The first is the excise tax penalty for failure to comply with Obamacare’s individual mandate. Many seniors face a coverage gap between retirement and Medicare eligibility. Obamacare raises taxes on these younger seniors by punishing them if they don’t purchase “qualifying health insurance.” Set to go into effect in 2014, the excise tax penalty for mandate non-compliance will in 2016 rise to 2.5% of adjusted gross income for a senior couple (or $1,390 for those making less than $55,600).

Why does Obamacare raise taxes on seniors just as they are entering retirement? Many of these seniors will face this “stick” but find themselves with too much income to qualify for the “carrot” of tax credits to purchase Obamacare health insurance plans in an exchange. Many will be forced to keep working just to avoid paying this tax.

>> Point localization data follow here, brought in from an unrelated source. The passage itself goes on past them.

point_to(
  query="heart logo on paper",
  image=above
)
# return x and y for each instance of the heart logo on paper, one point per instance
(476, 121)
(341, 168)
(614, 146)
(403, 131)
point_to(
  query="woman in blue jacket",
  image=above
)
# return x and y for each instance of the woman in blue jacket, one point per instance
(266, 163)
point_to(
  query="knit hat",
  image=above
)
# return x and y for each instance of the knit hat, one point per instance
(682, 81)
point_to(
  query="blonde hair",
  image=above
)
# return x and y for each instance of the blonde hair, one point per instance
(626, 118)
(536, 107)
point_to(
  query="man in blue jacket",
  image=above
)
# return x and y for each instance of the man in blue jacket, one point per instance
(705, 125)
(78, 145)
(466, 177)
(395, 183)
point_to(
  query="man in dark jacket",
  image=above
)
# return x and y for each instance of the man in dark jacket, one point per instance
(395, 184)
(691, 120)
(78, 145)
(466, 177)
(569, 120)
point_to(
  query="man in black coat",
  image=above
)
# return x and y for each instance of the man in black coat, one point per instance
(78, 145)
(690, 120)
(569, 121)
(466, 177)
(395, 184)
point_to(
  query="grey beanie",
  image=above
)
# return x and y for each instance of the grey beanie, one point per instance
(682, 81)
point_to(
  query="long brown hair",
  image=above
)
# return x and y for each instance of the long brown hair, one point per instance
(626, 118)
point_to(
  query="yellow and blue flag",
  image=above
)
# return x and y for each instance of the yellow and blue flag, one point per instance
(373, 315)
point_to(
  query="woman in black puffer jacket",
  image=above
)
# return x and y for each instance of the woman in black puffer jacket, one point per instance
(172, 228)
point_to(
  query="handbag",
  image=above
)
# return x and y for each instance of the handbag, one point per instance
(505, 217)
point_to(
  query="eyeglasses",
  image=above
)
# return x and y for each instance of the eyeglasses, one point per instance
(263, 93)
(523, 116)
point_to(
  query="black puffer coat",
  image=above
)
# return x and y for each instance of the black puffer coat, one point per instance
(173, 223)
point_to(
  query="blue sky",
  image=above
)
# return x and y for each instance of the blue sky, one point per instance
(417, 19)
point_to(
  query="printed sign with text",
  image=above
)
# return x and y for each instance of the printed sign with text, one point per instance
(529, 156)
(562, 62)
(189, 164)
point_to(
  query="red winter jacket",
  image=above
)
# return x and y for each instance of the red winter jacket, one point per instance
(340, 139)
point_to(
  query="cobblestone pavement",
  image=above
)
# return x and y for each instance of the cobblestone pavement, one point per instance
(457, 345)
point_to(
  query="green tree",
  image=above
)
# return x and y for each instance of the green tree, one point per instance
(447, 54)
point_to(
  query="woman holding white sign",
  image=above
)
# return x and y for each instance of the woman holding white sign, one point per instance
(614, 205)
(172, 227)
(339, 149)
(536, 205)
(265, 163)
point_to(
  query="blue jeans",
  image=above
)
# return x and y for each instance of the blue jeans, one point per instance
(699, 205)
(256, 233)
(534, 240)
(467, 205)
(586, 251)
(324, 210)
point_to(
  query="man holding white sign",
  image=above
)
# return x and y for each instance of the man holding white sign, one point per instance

The second tax hike on seniors is the so-called “Cadillac Plan” excise tax. Starting in 2018, Obamacare imposes a whopping 40% excise tax on high-cost (“Cadillac plan”) health insurance plans. This is defined for seniors as a plan whose premiums exceed $29,450 for a family plan, or $11,500 for a single senior. Seniors often face higher costs in health insurance premiums due to chronic health conditions and other risk factors. This tax will fall almost exclusively on the seniors with the greatest health insurance needs.